O estudo ''Perspectiva da Energia Mundial 2004'', feito pela agência, diz que o Brasil terá de contar com a participação do setor privado e com um ambiente regulatório estável para obter os recursos necessários para investimentos em energia até 2030. Dilma afirmou que a própria agência reconhece que o setor já tem um novo marco regulatório e que os leilões de concessões - para geração e transmissão - mostram que já existem parcerias no modelo ''público-privado''.
Segundo a ministra, o governo brasileiro trabalha com um cenário que exclui o risco de racionamento até 2010. Já a agência, faz previsões para o período 2004-2030 e não fala na possibilidade de falta de energia no País, o que seria uma leitura equivocada. ''Não há como alguém supor que é possível fazer uma estimativa se vai faltar energia em 2030'', disse a ministra. ''Não concordo que se use o relatório como prova de que há um problema quando ele não diz isso'', afirmou.

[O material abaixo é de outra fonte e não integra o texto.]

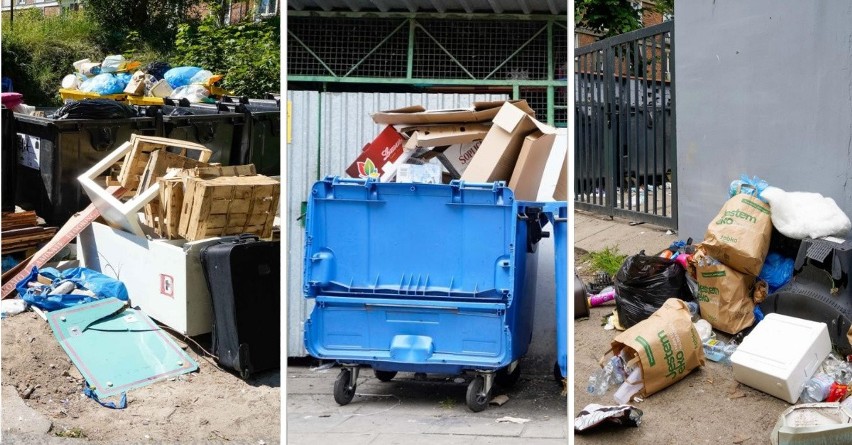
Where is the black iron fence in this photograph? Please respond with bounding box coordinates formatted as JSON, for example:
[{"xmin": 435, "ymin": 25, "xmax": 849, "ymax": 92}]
[{"xmin": 574, "ymin": 21, "xmax": 677, "ymax": 229}]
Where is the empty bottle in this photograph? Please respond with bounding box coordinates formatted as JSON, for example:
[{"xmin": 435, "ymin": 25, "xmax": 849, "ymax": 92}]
[
  {"xmin": 801, "ymin": 372, "xmax": 834, "ymax": 403},
  {"xmin": 614, "ymin": 366, "xmax": 645, "ymax": 405}
]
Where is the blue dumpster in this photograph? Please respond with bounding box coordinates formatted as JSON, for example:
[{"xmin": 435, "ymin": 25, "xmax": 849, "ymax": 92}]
[
  {"xmin": 544, "ymin": 201, "xmax": 568, "ymax": 381},
  {"xmin": 303, "ymin": 177, "xmax": 547, "ymax": 412}
]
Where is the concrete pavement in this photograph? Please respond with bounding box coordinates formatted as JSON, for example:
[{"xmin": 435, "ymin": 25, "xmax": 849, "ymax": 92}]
[{"xmin": 286, "ymin": 362, "xmax": 568, "ymax": 445}]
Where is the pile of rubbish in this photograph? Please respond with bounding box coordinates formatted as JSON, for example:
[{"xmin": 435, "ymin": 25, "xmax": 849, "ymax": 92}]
[
  {"xmin": 576, "ymin": 175, "xmax": 852, "ymax": 436},
  {"xmin": 59, "ymin": 55, "xmax": 228, "ymax": 105},
  {"xmin": 2, "ymin": 133, "xmax": 280, "ymax": 409}
]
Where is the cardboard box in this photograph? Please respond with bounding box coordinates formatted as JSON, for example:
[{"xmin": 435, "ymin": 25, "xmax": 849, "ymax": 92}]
[
  {"xmin": 461, "ymin": 103, "xmax": 556, "ymax": 186},
  {"xmin": 509, "ymin": 131, "xmax": 556, "ymax": 201},
  {"xmin": 346, "ymin": 125, "xmax": 412, "ymax": 182},
  {"xmin": 396, "ymin": 163, "xmax": 442, "ymax": 184},
  {"xmin": 372, "ymin": 100, "xmax": 535, "ymax": 125},
  {"xmin": 401, "ymin": 124, "xmax": 491, "ymax": 179},
  {"xmin": 77, "ymin": 222, "xmax": 223, "ymax": 336},
  {"xmin": 731, "ymin": 313, "xmax": 831, "ymax": 403}
]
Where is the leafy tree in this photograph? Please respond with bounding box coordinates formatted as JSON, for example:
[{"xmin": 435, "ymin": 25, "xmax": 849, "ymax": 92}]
[{"xmin": 574, "ymin": 0, "xmax": 644, "ymax": 38}]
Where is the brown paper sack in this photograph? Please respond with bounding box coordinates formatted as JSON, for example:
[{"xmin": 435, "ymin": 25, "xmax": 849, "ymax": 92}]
[
  {"xmin": 612, "ymin": 298, "xmax": 704, "ymax": 397},
  {"xmin": 694, "ymin": 249, "xmax": 755, "ymax": 334},
  {"xmin": 701, "ymin": 194, "xmax": 772, "ymax": 276}
]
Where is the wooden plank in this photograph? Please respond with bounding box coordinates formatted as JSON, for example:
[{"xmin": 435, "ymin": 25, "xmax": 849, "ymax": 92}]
[{"xmin": 0, "ymin": 187, "xmax": 126, "ymax": 299}]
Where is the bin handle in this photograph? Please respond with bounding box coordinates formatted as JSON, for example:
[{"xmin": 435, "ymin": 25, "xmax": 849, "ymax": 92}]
[{"xmin": 89, "ymin": 127, "xmax": 115, "ymax": 151}]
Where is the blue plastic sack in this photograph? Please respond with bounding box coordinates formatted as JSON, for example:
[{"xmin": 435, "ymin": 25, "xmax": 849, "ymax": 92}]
[
  {"xmin": 163, "ymin": 66, "xmax": 201, "ymax": 88},
  {"xmin": 80, "ymin": 73, "xmax": 127, "ymax": 95},
  {"xmin": 758, "ymin": 252, "xmax": 795, "ymax": 294},
  {"xmin": 15, "ymin": 267, "xmax": 128, "ymax": 311},
  {"xmin": 728, "ymin": 173, "xmax": 769, "ymax": 202}
]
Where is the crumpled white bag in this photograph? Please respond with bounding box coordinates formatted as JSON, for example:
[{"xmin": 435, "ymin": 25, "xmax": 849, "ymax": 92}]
[{"xmin": 761, "ymin": 187, "xmax": 852, "ymax": 239}]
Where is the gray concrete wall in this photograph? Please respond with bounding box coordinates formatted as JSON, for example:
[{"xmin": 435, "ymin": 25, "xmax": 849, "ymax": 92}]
[{"xmin": 675, "ymin": 0, "xmax": 852, "ymax": 239}]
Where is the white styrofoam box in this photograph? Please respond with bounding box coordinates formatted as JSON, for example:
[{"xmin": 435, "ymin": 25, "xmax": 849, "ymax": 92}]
[
  {"xmin": 731, "ymin": 314, "xmax": 831, "ymax": 403},
  {"xmin": 77, "ymin": 222, "xmax": 222, "ymax": 336}
]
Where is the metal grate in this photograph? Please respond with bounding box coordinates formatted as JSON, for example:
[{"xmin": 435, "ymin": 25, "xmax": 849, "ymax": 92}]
[
  {"xmin": 287, "ymin": 17, "xmax": 408, "ymax": 77},
  {"xmin": 414, "ymin": 20, "xmax": 547, "ymax": 80}
]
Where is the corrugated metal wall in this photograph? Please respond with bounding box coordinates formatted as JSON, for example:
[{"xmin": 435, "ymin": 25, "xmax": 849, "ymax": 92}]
[
  {"xmin": 284, "ymin": 91, "xmax": 320, "ymax": 357},
  {"xmin": 287, "ymin": 91, "xmax": 509, "ymax": 357}
]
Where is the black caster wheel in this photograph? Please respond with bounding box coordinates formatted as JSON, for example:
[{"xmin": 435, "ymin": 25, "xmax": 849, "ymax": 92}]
[
  {"xmin": 334, "ymin": 369, "xmax": 355, "ymax": 406},
  {"xmin": 373, "ymin": 369, "xmax": 396, "ymax": 382},
  {"xmin": 494, "ymin": 363, "xmax": 521, "ymax": 388},
  {"xmin": 466, "ymin": 375, "xmax": 491, "ymax": 413}
]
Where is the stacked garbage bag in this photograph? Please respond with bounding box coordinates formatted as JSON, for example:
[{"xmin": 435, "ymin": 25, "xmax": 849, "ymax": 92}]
[{"xmin": 59, "ymin": 55, "xmax": 228, "ymax": 105}]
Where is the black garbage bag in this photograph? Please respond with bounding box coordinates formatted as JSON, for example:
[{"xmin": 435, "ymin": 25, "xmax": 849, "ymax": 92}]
[{"xmin": 615, "ymin": 255, "xmax": 694, "ymax": 328}]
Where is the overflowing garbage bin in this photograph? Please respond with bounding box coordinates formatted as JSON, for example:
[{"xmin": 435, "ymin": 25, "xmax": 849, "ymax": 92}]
[
  {"xmin": 544, "ymin": 201, "xmax": 568, "ymax": 380},
  {"xmin": 144, "ymin": 105, "xmax": 246, "ymax": 165},
  {"xmin": 303, "ymin": 177, "xmax": 546, "ymax": 412},
  {"xmin": 191, "ymin": 96, "xmax": 281, "ymax": 176},
  {"xmin": 0, "ymin": 107, "xmax": 18, "ymax": 212},
  {"xmin": 13, "ymin": 109, "xmax": 157, "ymax": 225}
]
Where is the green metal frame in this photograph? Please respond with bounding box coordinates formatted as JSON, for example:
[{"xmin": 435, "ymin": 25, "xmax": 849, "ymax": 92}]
[{"xmin": 287, "ymin": 11, "xmax": 568, "ymax": 125}]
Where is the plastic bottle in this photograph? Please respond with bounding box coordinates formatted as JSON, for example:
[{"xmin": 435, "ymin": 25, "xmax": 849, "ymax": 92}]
[
  {"xmin": 801, "ymin": 372, "xmax": 834, "ymax": 403},
  {"xmin": 586, "ymin": 368, "xmax": 609, "ymax": 396},
  {"xmin": 686, "ymin": 301, "xmax": 701, "ymax": 323},
  {"xmin": 614, "ymin": 366, "xmax": 645, "ymax": 405}
]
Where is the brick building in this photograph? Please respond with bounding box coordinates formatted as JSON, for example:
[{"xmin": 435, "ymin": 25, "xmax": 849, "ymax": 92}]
[{"xmin": 574, "ymin": 0, "xmax": 672, "ymax": 48}]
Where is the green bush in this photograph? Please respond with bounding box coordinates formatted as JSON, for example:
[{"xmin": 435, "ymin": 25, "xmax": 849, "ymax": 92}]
[
  {"xmin": 2, "ymin": 8, "xmax": 104, "ymax": 106},
  {"xmin": 172, "ymin": 17, "xmax": 281, "ymax": 97}
]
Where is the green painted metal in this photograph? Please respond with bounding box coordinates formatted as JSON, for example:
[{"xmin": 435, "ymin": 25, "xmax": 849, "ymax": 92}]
[
  {"xmin": 287, "ymin": 11, "xmax": 568, "ymax": 21},
  {"xmin": 482, "ymin": 24, "xmax": 553, "ymax": 80},
  {"xmin": 48, "ymin": 298, "xmax": 198, "ymax": 397},
  {"xmin": 342, "ymin": 22, "xmax": 406, "ymax": 77},
  {"xmin": 414, "ymin": 23, "xmax": 476, "ymax": 79},
  {"xmin": 287, "ymin": 76, "xmax": 568, "ymax": 87},
  {"xmin": 287, "ymin": 30, "xmax": 337, "ymax": 77}
]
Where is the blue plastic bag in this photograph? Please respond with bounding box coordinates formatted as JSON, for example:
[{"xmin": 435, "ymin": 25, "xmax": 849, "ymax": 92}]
[
  {"xmin": 80, "ymin": 73, "xmax": 127, "ymax": 95},
  {"xmin": 15, "ymin": 267, "xmax": 128, "ymax": 311},
  {"xmin": 728, "ymin": 173, "xmax": 769, "ymax": 202},
  {"xmin": 758, "ymin": 252, "xmax": 795, "ymax": 294},
  {"xmin": 163, "ymin": 66, "xmax": 201, "ymax": 88}
]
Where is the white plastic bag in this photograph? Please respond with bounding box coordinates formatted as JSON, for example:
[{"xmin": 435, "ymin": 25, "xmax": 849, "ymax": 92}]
[
  {"xmin": 762, "ymin": 187, "xmax": 852, "ymax": 239},
  {"xmin": 101, "ymin": 54, "xmax": 125, "ymax": 73}
]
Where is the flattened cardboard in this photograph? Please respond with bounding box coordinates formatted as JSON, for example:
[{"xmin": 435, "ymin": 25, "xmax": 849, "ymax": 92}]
[
  {"xmin": 461, "ymin": 103, "xmax": 556, "ymax": 182},
  {"xmin": 346, "ymin": 125, "xmax": 405, "ymax": 181},
  {"xmin": 372, "ymin": 100, "xmax": 535, "ymax": 125},
  {"xmin": 509, "ymin": 131, "xmax": 556, "ymax": 201}
]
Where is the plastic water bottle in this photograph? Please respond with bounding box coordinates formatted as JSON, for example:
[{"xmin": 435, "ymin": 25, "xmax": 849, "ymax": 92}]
[
  {"xmin": 686, "ymin": 301, "xmax": 701, "ymax": 323},
  {"xmin": 801, "ymin": 372, "xmax": 834, "ymax": 403},
  {"xmin": 614, "ymin": 366, "xmax": 645, "ymax": 405},
  {"xmin": 586, "ymin": 368, "xmax": 609, "ymax": 396}
]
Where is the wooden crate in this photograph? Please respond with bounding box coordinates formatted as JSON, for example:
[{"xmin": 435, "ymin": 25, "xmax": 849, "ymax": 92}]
[
  {"xmin": 149, "ymin": 164, "xmax": 257, "ymax": 239},
  {"xmin": 178, "ymin": 175, "xmax": 281, "ymax": 241},
  {"xmin": 118, "ymin": 134, "xmax": 213, "ymax": 193},
  {"xmin": 139, "ymin": 150, "xmax": 207, "ymax": 231}
]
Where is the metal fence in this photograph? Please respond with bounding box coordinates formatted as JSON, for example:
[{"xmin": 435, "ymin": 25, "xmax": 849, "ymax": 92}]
[
  {"xmin": 287, "ymin": 11, "xmax": 568, "ymax": 127},
  {"xmin": 574, "ymin": 21, "xmax": 677, "ymax": 229}
]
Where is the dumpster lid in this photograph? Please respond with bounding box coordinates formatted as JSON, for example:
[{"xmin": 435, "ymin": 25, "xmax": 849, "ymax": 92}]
[{"xmin": 303, "ymin": 177, "xmax": 527, "ymax": 300}]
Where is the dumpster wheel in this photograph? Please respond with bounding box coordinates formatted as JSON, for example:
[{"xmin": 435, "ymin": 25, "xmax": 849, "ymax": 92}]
[
  {"xmin": 465, "ymin": 375, "xmax": 491, "ymax": 413},
  {"xmin": 494, "ymin": 362, "xmax": 521, "ymax": 389},
  {"xmin": 334, "ymin": 368, "xmax": 358, "ymax": 406},
  {"xmin": 373, "ymin": 369, "xmax": 396, "ymax": 382}
]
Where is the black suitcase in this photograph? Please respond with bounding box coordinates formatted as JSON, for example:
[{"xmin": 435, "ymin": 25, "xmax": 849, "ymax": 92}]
[{"xmin": 201, "ymin": 235, "xmax": 281, "ymax": 379}]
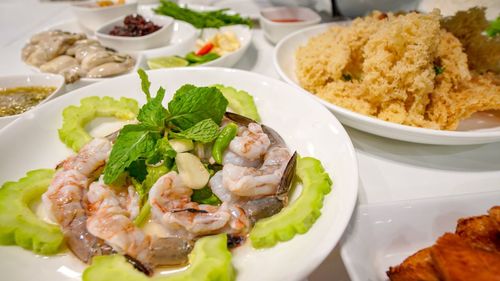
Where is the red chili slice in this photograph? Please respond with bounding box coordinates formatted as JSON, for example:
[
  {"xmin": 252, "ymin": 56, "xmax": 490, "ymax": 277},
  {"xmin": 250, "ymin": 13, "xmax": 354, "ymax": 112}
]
[{"xmin": 196, "ymin": 42, "xmax": 214, "ymax": 56}]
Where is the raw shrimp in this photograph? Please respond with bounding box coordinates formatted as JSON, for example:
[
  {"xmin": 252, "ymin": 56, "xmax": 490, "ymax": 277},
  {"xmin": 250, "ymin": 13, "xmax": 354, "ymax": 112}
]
[
  {"xmin": 222, "ymin": 146, "xmax": 291, "ymax": 197},
  {"xmin": 42, "ymin": 138, "xmax": 111, "ymax": 262},
  {"xmin": 149, "ymin": 172, "xmax": 250, "ymax": 237},
  {"xmin": 87, "ymin": 180, "xmax": 192, "ymax": 273}
]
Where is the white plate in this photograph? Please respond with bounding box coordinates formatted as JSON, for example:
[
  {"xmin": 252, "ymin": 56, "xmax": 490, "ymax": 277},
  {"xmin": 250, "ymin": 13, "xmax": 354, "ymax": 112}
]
[
  {"xmin": 0, "ymin": 68, "xmax": 358, "ymax": 281},
  {"xmin": 29, "ymin": 20, "xmax": 198, "ymax": 85},
  {"xmin": 273, "ymin": 22, "xmax": 500, "ymax": 145},
  {"xmin": 340, "ymin": 191, "xmax": 500, "ymax": 281},
  {"xmin": 141, "ymin": 25, "xmax": 252, "ymax": 69}
]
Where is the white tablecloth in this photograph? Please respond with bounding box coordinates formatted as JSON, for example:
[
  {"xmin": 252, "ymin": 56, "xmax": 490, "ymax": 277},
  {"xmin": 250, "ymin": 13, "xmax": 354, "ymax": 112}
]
[{"xmin": 0, "ymin": 0, "xmax": 500, "ymax": 281}]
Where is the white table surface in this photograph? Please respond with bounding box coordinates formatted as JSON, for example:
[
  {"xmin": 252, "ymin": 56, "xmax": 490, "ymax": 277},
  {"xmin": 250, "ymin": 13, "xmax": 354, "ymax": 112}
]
[{"xmin": 0, "ymin": 0, "xmax": 500, "ymax": 281}]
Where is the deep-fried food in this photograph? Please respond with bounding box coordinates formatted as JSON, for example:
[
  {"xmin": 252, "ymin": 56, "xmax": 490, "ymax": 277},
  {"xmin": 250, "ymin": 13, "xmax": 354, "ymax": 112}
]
[
  {"xmin": 431, "ymin": 233, "xmax": 500, "ymax": 281},
  {"xmin": 296, "ymin": 10, "xmax": 500, "ymax": 130},
  {"xmin": 387, "ymin": 206, "xmax": 500, "ymax": 281},
  {"xmin": 387, "ymin": 247, "xmax": 439, "ymax": 281}
]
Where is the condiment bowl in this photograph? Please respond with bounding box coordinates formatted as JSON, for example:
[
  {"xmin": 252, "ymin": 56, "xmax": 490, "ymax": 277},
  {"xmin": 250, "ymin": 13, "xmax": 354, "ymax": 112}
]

Apesar de dizer que o relatório não está ''incorreto'', a ministra mostrou divergências entre os dados da AIE e as estimativas do governo. A agência projeta um crescimento médio anual do consumo de energia elétrica abaixo da expansão do Produto Interno Bruto (PIB), de 2,5% e 3%, respectivamente, até 2030. O ministério projeta um aumento de 4,5% no PIB (média anual) e de 5,1% para o consumo até 2010.